Somaliland was part of Somalia until 1991, when it seceded during the country’s civil war. WhenSomaliland first declared independence, its government was built around a single clan and lacked accountable political institutions. Business leaders eventually agreed to provide funds, but not until the government agreed to develop representative and accountable political institutions (a concession that politicians made only out of necessity, as it weakened their own grasp on power).

In one notable incident, the government was forced to implement democratic reforms in exchange for tax revenues from Somaliland’s main port. These revenues total less than $30m a year – a fraction of the more than $100m the government would have received from aid organisations if Somaliland had been eligible for international assistance. It is difficult to imagine that the owners of the port would have been able to exact the same concessions if the government had other funding options.

As a result of these negotiations over tax revenue, Somaliland has become an exceptional democracy. It has held multiple presidential, parliamentary and district-level elections. It has seen multiple peaceful handovers of power, including to a minority clan. It even survived a presidential election that was decided by an 80-vote margin without resorting to violence.
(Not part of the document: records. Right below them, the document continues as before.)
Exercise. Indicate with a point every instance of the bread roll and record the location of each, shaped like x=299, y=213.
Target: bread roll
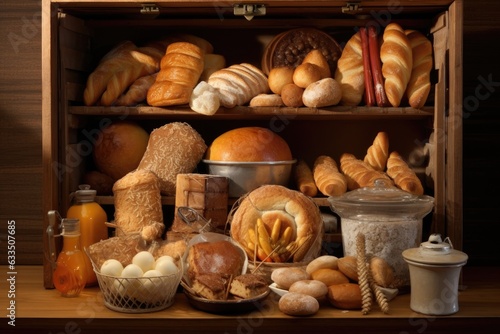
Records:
x=181, y=67
x=294, y=210
x=327, y=176
x=138, y=207
x=279, y=77
x=358, y=173
x=377, y=154
x=291, y=94
x=419, y=86
x=172, y=149
x=396, y=56
x=248, y=144
x=298, y=304
x=322, y=93
x=404, y=177
x=350, y=72
x=345, y=296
While the government’s limited finances prevent it from providing an ideal level of public goods, the stability it has ensured has led to an economic revival, massive gains in primary schooling, and significant reductions in infant mortality. It has also been able to facilitate a strong response to the current food shortages, which is evident in this World Food Programme map of the current incidence of famine. To be sure, there is still much work to be done but, in context, Somaliland’s accomplishments are, in the words of Human Rights Watch, “both improbable and deeply impressive”.

Of course, one might wonder whether Somaliland’s experiences can be generalised. In fact, the idea that government dependency on local tax revenues makes it more accountable has a strong historical pedigree. Political scientists and historians have long argued that the modern, representative state emerged in medieval Europe in large part as the result of negotiations between autocratic governments that needed tax revenues to survive inter-state conflicts and citizens who demanded accountability in return. Only recently, though, have development professionals have begun to recognise the implications of this line of research for modern development policy.

Certainly, not all foreign assistance is bad. Aid has clear benefits against which the potential harms discussed here must be weighed on a case-by-case basis. In a country like Nigeria, where the government has ample access to oil revenues, foreign assistance is unlikely to affect the relationship between citizens and the government. In many countries, though, aid is the largest single source of government revenue; there are 16 sub-Saharan countries in which the ratio of foreign assistance to government expenditure is greater than 50%, and in 10 of those, this ratio is greater than 75%. If these aid levels damage the quality of governance in recipient countries – as Somaliland’s experience suggests they may – then it might be the case that, in the long run, less money may actually do more good.

Nick Eubank is a PhD student in Political Economics at Stanford University’s Graduate School of Business. His paper “Taxation, Political Accountability, and Foreign Aid: Lessons from Somaliland” is forthcoming in the Journal of Development Studies.